Zum Inhalt springen
Audio
Gene Drive – Streit um Eingriff ins Erbgut
Aus Wissenschaftsmagazin vom 25.05.2019. Bild: imago/science photo library
abspielen. Laufzeit 27 Minuten 56 Sekunden.

Gene Drive Lästige Mücken durch Gentechnik auslöschen?

Mücken, die sich selbst ausrotten: Das soll mit neuer Gentechnik möglich sein. Doch das Verfahren ist umstritten.

Forscher schleusen ein Gen in das Erbgut eines Organismus ein, etwa einer Mücke. Mit einer Art Kopiermechanismus wird dieses neue Gen an alle Nachkommen vererbt. Dieser Mechanismus nennt sich «Gene Drive».

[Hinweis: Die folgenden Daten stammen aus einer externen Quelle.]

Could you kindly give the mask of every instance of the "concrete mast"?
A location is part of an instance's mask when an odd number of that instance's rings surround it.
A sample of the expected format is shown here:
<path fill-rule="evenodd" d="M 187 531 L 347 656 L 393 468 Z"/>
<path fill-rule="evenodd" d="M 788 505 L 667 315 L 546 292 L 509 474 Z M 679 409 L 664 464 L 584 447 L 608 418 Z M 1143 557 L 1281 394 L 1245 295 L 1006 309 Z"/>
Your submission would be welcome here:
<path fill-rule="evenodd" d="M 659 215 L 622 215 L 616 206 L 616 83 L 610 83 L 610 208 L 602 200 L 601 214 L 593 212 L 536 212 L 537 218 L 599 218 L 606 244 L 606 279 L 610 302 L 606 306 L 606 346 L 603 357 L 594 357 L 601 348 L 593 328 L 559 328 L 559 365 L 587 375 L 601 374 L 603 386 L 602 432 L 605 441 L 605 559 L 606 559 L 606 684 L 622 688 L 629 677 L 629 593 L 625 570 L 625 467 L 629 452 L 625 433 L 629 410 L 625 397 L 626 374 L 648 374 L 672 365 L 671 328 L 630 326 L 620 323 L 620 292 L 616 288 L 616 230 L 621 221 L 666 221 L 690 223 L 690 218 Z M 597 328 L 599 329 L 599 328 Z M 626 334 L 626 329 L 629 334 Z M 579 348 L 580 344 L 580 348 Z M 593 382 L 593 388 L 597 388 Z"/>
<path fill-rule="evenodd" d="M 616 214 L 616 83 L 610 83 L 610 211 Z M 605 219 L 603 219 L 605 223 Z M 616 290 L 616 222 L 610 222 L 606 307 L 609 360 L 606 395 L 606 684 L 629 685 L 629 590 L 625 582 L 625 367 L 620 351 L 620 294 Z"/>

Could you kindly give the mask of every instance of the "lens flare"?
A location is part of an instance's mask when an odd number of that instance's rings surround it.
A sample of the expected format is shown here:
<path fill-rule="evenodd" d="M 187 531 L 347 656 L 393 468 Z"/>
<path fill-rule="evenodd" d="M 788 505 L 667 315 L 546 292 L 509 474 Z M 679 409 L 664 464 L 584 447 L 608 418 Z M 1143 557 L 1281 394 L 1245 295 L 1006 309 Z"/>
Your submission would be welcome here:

Damit könnte man zum Beispiel alle Grillen hierzulande oder sämtliche Malaria-Mücken in Westafrika auf Dauer genetisch verändern. Und zwar genau so, wie der Forscher es will.

Konkret arbeiten in London Wissenschaftler daran, Malaria-übertragende Mücken per Gene Drive unfruchtbar zu machen. Damit sollen Mücken und Malaria ausgerottet werden.

Elegante Lösung vieler Probleme

Der US-amerikanische Forscher Kevin Esvelt vom Massachusetts Institute of Technology MIT sagt: Es sei ihm 2013 als erster aufgegangen, dass es möglich wäre, ein solches Werkzeug im Labor zu bauen.

Er sei vor lauter Begeisterung gar nicht mehr zur Ruhe gekommen: Malaria ausrotten, Ratten nicht mehr mit Gift oder Mäuse mit Fallen töten, invasive Arten zurückdrängen – viele Probleme könnte man so eleganter lösen, indem man sie «mit den Mitteln der Natur» anpacke.

Am nächsten Morgen war die Begeisterung weg. Dafür war die Angst da.

Kevin Esvelt begriff: Ein Wissenschaftler allein konnte einen Gene Drive bauen und in die Natur entlassen. Eine erschreckende Vorstellung.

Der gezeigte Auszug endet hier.